Thursday, 23 September 2010

Pleurs


I don't often cry at work. I might think about it. I might feel that sudden sting - but the tears almost never fall. I walk home sometimes and stamp my feet to distract myself, feeling the pressure of the hard ground tingle up my feet and legs, and I forget for a bit. Or I go to the gym and run or ride or lift weights until everything burns, until all that I can think about is that muscular sting. And sleep like the dead.

But sometimes it won't hold back, and I stand in the shower and let the spray hit my cheeks and mingle with the salt until it's all gone, until I'm empty and can just keep on going. But I almost never cry at work.

Some days I hear stories, or I hold a hand and watch the tears well up and escape and I bite my lip until it bleeds. Sucking that pain as the metallic taste fills my mouth until I'm in control again and able to play care giver instead of breaking down. Talking, or not talking, my voice dropping an octave and slightly musical, soothing, just like with an overtired baby or an unwell preschooler until the tears dry up and the cathartic relaxation of muscles tells me I've done my job. And I hand over the tissues that I don't need myself, because I almost never cry at work.

And some days I over identify, or I over empathise, and the sheer horror of what someone is going through pricks my imagination, or that part of me that tries to picture my family, my parents or my children in those shoes, and I have to stop, suck in a deep breath, all the way to the base of my lungs until the tell tale prickle goes away. And I remove myself emotionally, stop imagining, because I can't do my job when I am as lost as that person, who is experiencing that unimaginable thing. So I almost never cry at work.

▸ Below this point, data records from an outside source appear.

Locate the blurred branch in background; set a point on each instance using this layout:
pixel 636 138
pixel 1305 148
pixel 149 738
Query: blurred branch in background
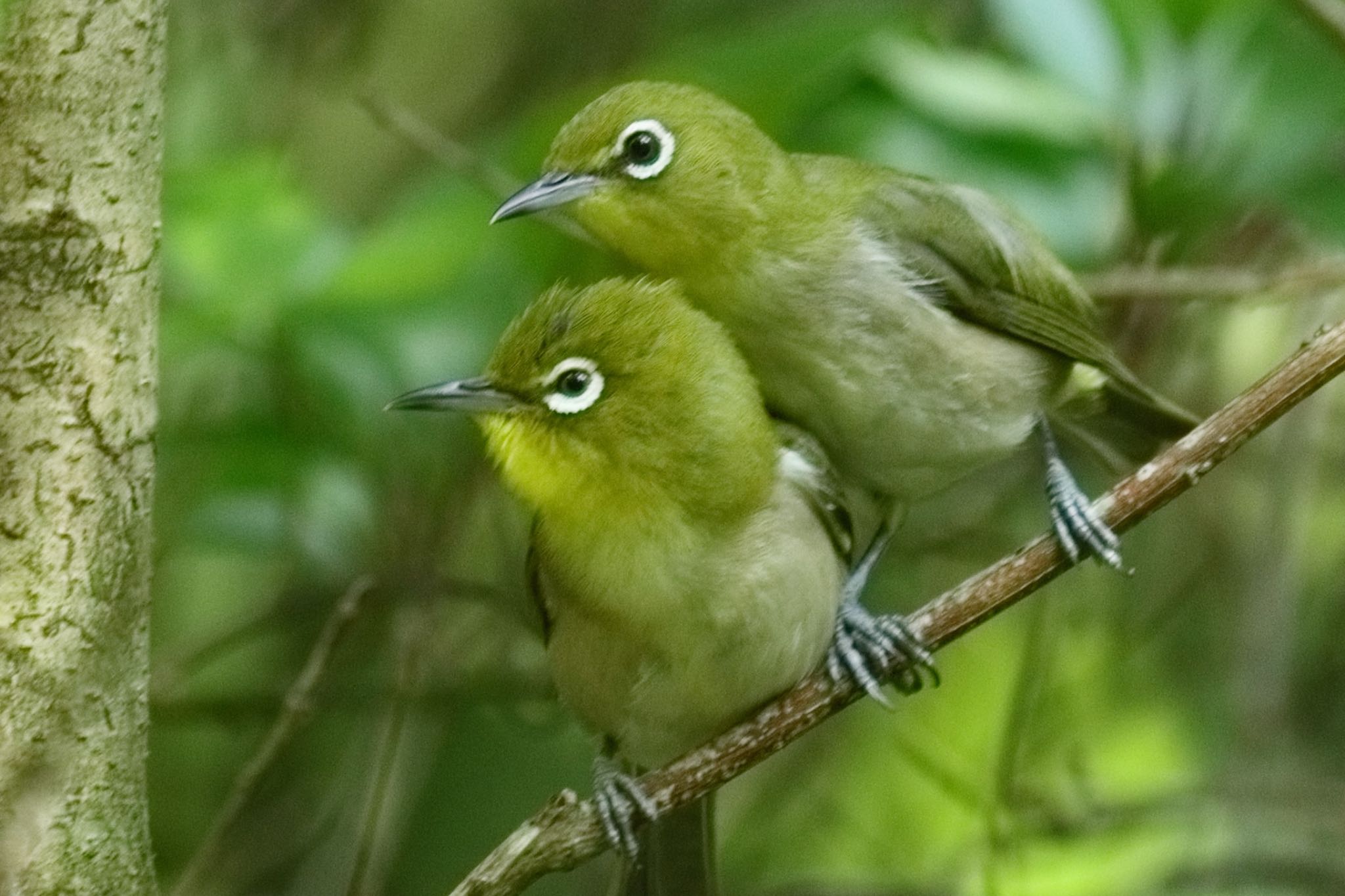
pixel 1298 281
pixel 450 154
pixel 456 158
pixel 295 711
pixel 567 832
pixel 1329 15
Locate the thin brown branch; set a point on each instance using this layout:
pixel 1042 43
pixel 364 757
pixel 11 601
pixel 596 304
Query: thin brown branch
pixel 565 832
pixel 456 158
pixel 291 719
pixel 1329 15
pixel 1197 284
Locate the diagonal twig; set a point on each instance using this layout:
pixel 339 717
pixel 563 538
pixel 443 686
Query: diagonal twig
pixel 294 714
pixel 567 832
pixel 458 158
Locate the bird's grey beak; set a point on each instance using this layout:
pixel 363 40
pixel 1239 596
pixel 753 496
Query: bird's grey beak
pixel 477 395
pixel 548 191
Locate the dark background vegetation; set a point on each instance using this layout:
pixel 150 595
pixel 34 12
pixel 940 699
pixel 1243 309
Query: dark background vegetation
pixel 1178 731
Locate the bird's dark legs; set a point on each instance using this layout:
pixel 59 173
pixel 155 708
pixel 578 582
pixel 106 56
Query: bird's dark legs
pixel 621 802
pixel 866 645
pixel 1078 526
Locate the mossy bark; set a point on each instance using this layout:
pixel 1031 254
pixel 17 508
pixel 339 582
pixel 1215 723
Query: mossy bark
pixel 79 182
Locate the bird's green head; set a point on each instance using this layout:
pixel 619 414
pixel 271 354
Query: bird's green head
pixel 665 174
pixel 618 399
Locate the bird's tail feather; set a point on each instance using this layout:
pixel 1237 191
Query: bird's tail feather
pixel 677 855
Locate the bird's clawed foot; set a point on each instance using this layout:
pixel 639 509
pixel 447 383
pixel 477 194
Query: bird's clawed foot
pixel 1075 522
pixel 865 647
pixel 622 803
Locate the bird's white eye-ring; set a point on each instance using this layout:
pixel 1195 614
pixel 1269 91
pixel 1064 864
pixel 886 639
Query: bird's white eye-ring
pixel 575 385
pixel 646 147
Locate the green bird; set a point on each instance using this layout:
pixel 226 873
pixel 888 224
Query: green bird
pixel 916 328
pixel 688 553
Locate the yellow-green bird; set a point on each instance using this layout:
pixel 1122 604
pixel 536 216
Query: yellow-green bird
pixel 688 553
pixel 916 328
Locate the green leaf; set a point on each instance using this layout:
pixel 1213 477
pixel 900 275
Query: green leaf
pixel 1071 39
pixel 984 95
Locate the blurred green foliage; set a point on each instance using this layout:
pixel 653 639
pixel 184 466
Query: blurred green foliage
pixel 1172 733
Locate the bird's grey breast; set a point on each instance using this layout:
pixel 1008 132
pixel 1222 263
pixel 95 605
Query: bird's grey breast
pixel 852 341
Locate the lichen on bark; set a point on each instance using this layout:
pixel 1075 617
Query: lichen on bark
pixel 79 172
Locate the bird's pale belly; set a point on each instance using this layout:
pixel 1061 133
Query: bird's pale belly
pixel 906 399
pixel 662 664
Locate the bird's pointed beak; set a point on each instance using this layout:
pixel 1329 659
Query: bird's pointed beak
pixel 477 395
pixel 550 190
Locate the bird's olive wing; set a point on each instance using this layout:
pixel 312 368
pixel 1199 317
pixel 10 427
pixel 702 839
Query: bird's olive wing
pixel 536 585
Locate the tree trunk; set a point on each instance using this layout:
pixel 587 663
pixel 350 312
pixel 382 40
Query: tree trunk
pixel 79 175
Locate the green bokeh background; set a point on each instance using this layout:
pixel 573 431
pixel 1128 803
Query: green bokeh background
pixel 1178 731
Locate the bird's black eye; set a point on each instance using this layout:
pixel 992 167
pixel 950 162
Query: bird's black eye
pixel 645 148
pixel 642 148
pixel 572 386
pixel 573 382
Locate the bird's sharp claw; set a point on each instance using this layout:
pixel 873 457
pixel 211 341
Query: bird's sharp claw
pixel 866 647
pixel 621 802
pixel 1075 522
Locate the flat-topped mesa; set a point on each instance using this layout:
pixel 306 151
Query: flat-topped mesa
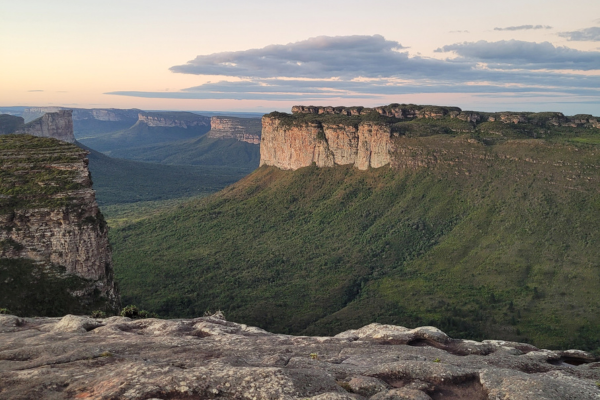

But some days a perfect storm occurs, when a sleepless night followed by a terse argument with Bingley sees me sapped before I've even started. And then I meet someone who's barely older than me, who has children the same age as me. A little boy who is just about to have his 4th birthday, Tuesday next week, that she is supposed to be planning. A day that's supposed to be about rainbow cakes and balloons and that singular joy that 4 year olds have. That time of creating the memories that you hope will cling, because when your 4 year old is all grown up they won't remember a lot about being 4.

And she may not make Tuesday. She may not get to the weekend. Her baby boy wants to crawl into bed with her and have cuddles like they do at home and doesn't understand why Mummy is in bed with all the weird attachments. Her other children are barely old enough to understand either. And the memories they have will be so many but so few. And so crowded with this, this death, this decay. This sadness.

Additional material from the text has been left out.